Avoir la même marge bénéficiaire chaque année ?
Que s’est-il passé ?
Qu’avait constaté le contrôleur ? Monsieur B. avait commencé comme menuisier indépendant en profession principale en 2012. En 2015, il avait déjà été contrôlé pour ses années 2012 et 2013. Le contrôleur avait constaté que la marge bénéficiaire de 2012 était nettement inférieure à celle de 2013.
Qu’a-t-il alors fait ? Le contrôleur a fait de la marge de 2013, supérieure à celle de 2012, le point de départ d’une preuve «par présomption de fait» de l’inexactitude du bénéfice déclaré pour 2012. Selon lui, les conditions d’exploitation de l’entreprise n’avaient pas été modifiées et il a dès lors majoré le chiffre d’affaires et le bénéfice de 2012 à partir de la marge bénéficiaire brute de 2013.
Qu’en a dit la justice ?
Une présomption d’exactitude. La cour d’appel (Anvers, 28.05.2019) commence par rappeler qu’une présomption d’exactitude s’attache à une déclaration déposée à temps. Le fisc peut certes renverser cette présomption, mais à lui de prouver alors que les revenus déclarés sont inexacts. Il peut le prouver par des «présomptions de fait», à savoir une déduction logique de ce qu’on veut prouver, ici le fait que la marge de 2012 était trop basse, à partir d’un fait connu, ici la marge de 2013.

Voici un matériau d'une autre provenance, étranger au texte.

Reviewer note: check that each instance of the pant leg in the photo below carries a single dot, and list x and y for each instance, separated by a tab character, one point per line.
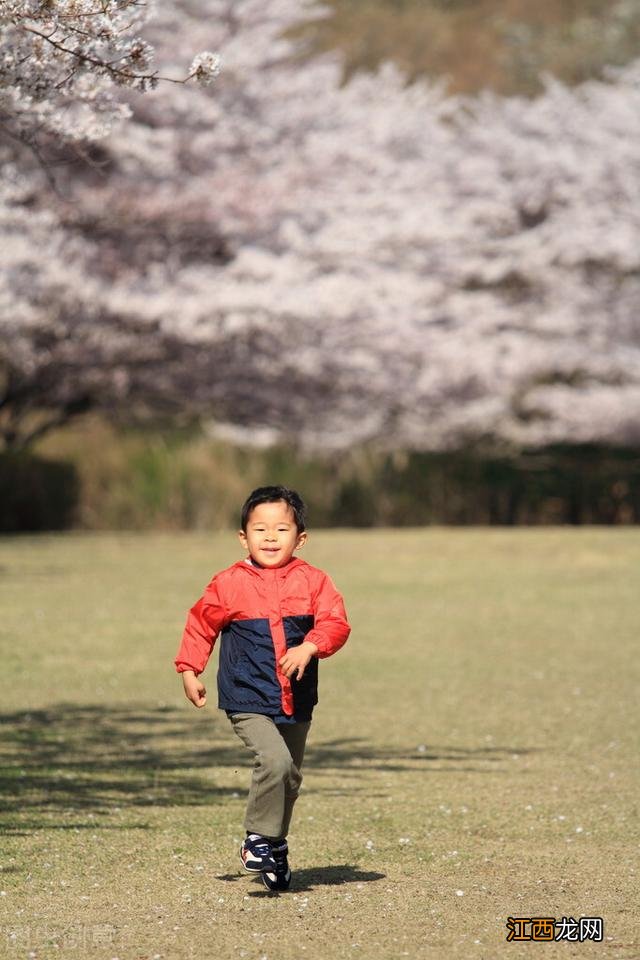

Attention !  Le fisc peut recourir à la preuve par présomption de fait sans avoir à rejeter d’abord la force probante de la comptabilité.
Conseil.  Si vous tenez une comptabilité probante, le fisc aura bien plus de mal à réfuter les chiffres qui en découlent au moyen de présomptions de fait.
Le fisc se voit donner tort. La cour d’appel juge à bon droit que le seul fait que la marge de 2012 s’écarte de la marge de 2013 ne prouve pas en soi l’inexactitude des montants déclarés pour 2012. Le contrôleur avait supposé que les conditions d’exploitation n’avaient pas changé, mais sans l’étayer. Ce n’était donc pas là un fait connu, mais une présomption non fondée. Le fisc n’ayant pas prouvé que la déclaration relative à 2012 était erronée, la cour d’appel a annulé son imposition.
Qu’en retenir ?
Le fisc peut-il extrapoler la marge bénéficiaire ? Oui, mais il y a une importante condition à cela : que les conditions d’exploitation pour les années concernées soient les mêmes (Cass., 10.03.1995) . L’application automatique de la marge d’une année à une autre année est une cascade de présomptions interdite si les conditions ont changé (Liège, 13.03.1985 ; Gand, 21.09.1995) .
Qui prouve ces conditions d’exploitation ? La plupart des décisions de justice estiment qu’il incombe au fisc de prouver que les conditions d’exploitation sont restées les mêmes pour les années comparées (Bruxelles, 06.02.2009 ; Trib. Bruxelles, 06.03.2009 ; Trib. Anvers, 03.03.2010 ; Bruxelles, 13.02.2014) . Suivant cette jurisprudence, ce n’est donc pas à vous de prouver que ces conditions ont changé.
Conseil.  Il serait toutefois prudent, si votre marge bénéficiaire d’une année s’écarte fort de la moyenne, de voir avec votre comptable à quoi c’est dû. Dans cette affaire, l’année 2012 était spéciale, car Monsieur B. y avait fait de la menuiserie sa profession principale et eu un accident du travail.